# 報酬設計の比較実験

このノートブックでは、Continuous ECI-BO-Banditアルゴリズムについて、2つの異なる報酬設計を比較します：

1. **元の報酬設計**: 予測誤差に基づく報酬計算
2. **新しい報酬設計**: GPモデルの勾配の絶対値を使った報酬計算

## 実験設定
- テスト関数: Styblinski-Tang, Rastrigin, Ackley (100次元中先頭5次元が有効)
- 20回の独立実行
- 300回の評価
- 収束性能と方向選択の比較

In [1]:
import math
import os
import pickle
import numpy as np
import matplotlib.pyplot as plt
import torch

# BoTorch / GPyTorch
from botorch import fit_gpytorch_model
from botorch.models import SingleTaskGP
from gpytorch.mlls import ExactMarginalLogLikelihood
from gpytorch.kernels import RBFKernel, ScaleKernel
from botorch.acquisition import ExpectedImprovement
from botorch.optim import optimize_acqf

# デフォルトのdtypeをfloat32に設定
torch.set_default_dtype(torch.float32)

# プロット設定
plt.rcParams["figure.dpi"] = 100

import warnings
warnings.filterwarnings("ignore")

  from .autonotebook import tqdm as notebook_tqdm


## テスト関数群（100次元中先頭5次元が有効）

In [2]:
def styblinski_tang_100d(x, noise_std=1e-5):
    if not torch.is_tensor(x):
        x = torch.tensor(x, dtype=torch.float32)
    x5 = x[..., :5]
    res = 0.5 * torch.sum(x5**4 - 16.0*x5**2 + 5.0*x5, dim=-1)
    return res + torch.randn_like(res) * noise_std

def rastrigin_100d(x, noise_std=1e-5):
    if not torch.is_tensor(x):
        x = torch.tensor(x, dtype=torch.float32)
    x5 = x[..., :5]
    s = torch.sum(x5**2 - 10.0*torch.cos(2*math.pi*x5) + 10.0, dim=-1)
    return s + torch.randn_like(s) * noise_std

def ackley_100d(x, noise_std=1e-5):
    if not torch.is_tensor(x):
        x = torch.tensor(x, dtype=torch.float32)
    x5 = x[..., :5]
    d = 5
    sum_sq = torch.sum(x5**2, dim=-1)
    r = torch.sqrt(sum_sq / d)
    part1 = -20.0 * torch.exp(-0.2 * r)
    part2 = -torch.exp(torch.mean(torch.cos(2.0*math.pi*x5), dim=-1))
    res = part1 + part2 + 20.0 + math.e
    return res + torch.randn_like(res) * noise_std

## ベースクラス: ECI_BO_Bandit_Original

In [3]:
class ECI_BO_Bandit_Original:
    def __init__(self, X, objective_function, bounds, n_initial, n_max, dim,
                 algo_base_name="ECI_BO_Bandit_Original", coordinate_ratio=0.8, run_id=1, output_base_dir="output_results"):
        self.X = X.float()
        self.dim = dim
        self.num_arms = dim
        self.A = torch.eye(dim)
        self.b = torch.zeros(dim)
        self.objective_function = objective_function
        self.bounds = bounds.float()
        self.n_initial = n_initial
        self.n_max = n_max
        self.Y = None
        self.best_value = None
        self.best_point = None
        self.model = None
        self.eval_history = []
        self.selected_direction_history = []
        self.theta_history = []
        self.coordinate_ratio = coordinate_ratio
        self.scale_init = 1.0
        self.run_id = run_id

        self.function_name_with_ratio = f"Original_coord_{self.coordinate_ratio:.1f}"
        self.algo_name_for_run = f"{algo_base_name}_{self.function_name_with_ratio}_run{self.run_id}"

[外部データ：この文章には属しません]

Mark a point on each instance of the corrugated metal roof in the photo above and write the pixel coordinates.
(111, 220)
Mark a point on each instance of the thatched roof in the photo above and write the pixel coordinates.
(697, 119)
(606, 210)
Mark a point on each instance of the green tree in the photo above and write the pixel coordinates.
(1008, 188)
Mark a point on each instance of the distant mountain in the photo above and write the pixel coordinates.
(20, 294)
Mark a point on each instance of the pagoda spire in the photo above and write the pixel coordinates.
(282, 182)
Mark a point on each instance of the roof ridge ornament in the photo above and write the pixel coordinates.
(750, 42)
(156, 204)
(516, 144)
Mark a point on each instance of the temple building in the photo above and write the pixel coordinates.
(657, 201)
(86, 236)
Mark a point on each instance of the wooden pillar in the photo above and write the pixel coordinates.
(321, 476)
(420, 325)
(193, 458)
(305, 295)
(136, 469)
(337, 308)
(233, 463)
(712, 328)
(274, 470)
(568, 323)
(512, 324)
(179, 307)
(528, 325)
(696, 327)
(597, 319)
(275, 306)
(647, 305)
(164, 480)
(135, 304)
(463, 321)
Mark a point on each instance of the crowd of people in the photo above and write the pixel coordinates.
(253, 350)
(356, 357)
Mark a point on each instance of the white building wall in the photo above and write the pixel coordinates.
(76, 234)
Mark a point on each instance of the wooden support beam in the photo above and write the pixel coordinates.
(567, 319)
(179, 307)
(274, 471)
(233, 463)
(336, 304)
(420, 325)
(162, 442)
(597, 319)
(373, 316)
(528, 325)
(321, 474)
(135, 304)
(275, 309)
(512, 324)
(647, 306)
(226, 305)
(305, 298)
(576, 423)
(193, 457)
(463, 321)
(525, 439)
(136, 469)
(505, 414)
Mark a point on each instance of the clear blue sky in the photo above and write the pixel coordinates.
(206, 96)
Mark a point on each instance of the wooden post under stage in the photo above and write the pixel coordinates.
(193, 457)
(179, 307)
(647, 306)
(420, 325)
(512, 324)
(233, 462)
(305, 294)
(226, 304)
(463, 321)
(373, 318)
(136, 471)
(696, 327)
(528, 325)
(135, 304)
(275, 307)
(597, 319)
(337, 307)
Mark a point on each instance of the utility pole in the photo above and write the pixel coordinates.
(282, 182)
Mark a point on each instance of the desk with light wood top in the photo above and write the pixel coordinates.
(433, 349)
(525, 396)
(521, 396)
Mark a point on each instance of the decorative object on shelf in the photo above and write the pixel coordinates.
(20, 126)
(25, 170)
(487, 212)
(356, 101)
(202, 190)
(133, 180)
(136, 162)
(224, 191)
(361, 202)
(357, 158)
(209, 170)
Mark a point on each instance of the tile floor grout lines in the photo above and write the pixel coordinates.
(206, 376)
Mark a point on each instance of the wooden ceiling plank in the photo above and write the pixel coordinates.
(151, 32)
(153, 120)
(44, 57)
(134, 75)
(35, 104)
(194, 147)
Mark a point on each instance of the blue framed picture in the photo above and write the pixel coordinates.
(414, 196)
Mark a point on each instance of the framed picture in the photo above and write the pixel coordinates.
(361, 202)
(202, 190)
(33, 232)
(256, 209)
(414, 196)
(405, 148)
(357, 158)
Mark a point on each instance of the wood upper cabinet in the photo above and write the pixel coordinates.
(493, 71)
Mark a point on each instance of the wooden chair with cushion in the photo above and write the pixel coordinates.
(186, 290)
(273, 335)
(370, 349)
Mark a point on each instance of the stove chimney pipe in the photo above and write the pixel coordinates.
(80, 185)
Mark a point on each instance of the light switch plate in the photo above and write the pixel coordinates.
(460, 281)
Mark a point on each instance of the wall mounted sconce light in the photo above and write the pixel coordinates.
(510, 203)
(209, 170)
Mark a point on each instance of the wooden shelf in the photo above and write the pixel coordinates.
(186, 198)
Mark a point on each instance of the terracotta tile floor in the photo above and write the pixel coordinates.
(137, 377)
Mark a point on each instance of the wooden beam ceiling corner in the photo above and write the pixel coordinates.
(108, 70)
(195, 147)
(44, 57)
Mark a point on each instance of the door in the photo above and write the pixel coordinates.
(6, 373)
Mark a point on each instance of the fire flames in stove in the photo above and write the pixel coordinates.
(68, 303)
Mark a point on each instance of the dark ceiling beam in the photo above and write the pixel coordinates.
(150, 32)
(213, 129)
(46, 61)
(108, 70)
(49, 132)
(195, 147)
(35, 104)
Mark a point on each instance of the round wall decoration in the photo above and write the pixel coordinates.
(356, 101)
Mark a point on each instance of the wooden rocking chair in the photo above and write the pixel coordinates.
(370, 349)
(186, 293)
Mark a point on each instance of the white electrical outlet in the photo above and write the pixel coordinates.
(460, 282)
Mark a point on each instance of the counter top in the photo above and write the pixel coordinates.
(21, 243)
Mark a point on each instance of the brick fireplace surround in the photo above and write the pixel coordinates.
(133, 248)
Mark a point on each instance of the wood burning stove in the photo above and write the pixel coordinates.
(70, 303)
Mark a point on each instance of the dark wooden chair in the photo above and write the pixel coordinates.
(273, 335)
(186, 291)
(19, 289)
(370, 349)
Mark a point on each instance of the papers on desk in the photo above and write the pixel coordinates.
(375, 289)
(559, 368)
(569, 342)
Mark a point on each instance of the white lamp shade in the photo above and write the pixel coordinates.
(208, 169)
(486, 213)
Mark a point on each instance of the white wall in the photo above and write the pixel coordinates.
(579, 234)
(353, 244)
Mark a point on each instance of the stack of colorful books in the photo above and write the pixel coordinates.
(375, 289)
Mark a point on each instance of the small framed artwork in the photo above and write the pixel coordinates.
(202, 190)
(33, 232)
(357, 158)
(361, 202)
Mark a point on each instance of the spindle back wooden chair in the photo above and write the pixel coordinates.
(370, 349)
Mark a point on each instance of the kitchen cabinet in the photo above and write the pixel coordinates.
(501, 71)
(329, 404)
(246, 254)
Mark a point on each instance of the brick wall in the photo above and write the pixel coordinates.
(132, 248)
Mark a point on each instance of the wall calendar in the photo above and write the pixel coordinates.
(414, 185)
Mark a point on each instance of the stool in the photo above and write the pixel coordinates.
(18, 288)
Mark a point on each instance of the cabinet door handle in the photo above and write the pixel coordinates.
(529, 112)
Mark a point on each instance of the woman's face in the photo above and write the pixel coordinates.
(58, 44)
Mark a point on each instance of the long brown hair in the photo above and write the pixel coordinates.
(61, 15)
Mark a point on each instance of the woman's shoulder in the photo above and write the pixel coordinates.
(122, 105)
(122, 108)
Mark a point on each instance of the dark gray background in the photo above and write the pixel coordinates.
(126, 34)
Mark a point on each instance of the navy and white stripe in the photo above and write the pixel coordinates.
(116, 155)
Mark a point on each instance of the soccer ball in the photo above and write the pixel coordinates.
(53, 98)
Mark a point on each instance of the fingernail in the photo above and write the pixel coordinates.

        self.output_dir = os.path.join(output_base_dir, algo_base_name, self.function_name_with_ratio)
        os.makedirs(self.output_dir, exist_ok=True)

        self.total_iterations_for_bandit = 0

    def update_model(self):
        kernel = ScaleKernel(
            RBFKernel(ard_num_dims=self.X.shape[-1], dtype=torch.float32),
            dtype=torch.float32, noise_constraint=1e-3
        ).to(self.X)
        self.model = SingleTaskGP(self.X, self.Y, covar_module=kernel)
        mll = ExactMarginalLogLikelihood(self.model.likelihood, self.model)
        fit_gpytorch_model(mll)

    def initialize(self):
        y_val = self.objective_function(self.X)
        self.Y = y_val.unsqueeze(-1).float()
        y_max, y_min = self.Y.max().item(), self.Y.min().item()
        self.scale_init = (y_max - y_min) if (y_max - y_min) != 0 else 1.0
        self.update_model()
        post_mean = self.model.posterior(self.X).mean.squeeze(-1)
        bi = post_mean.argmin()
        self.best_value = post_mean[bi].item()
        self.best_point = self.X[bi]
        self.eval_history = [self.best_value] * self.n_initial

    def propose_new_x(self, direction):
        ei = ExpectedImprovement(self.model, best_f=self.best_value, maximize=False)
        
        active_dims_mask = direction.abs() > 1e-9
        if not active_dims_mask.any():
            lb, ub = -1.0, 1.0
        else:
            ratios_lower = (self.bounds[0] - self.best_point) / (direction + 1e-12 * (~active_dims_mask))
            ratios_upper = (self.bounds[1] - self.best_point) / (direction + 1e-12 * (~active_dims_mask))

            t_bounds = torch.zeros(self.dim, 2, device=self.X.device)
            t_bounds[:, 0] = torch.minimum(ratios_lower, ratios_upper)
            t_bounds[:, 1] = torch.maximum(ratios_lower, ratios_upper)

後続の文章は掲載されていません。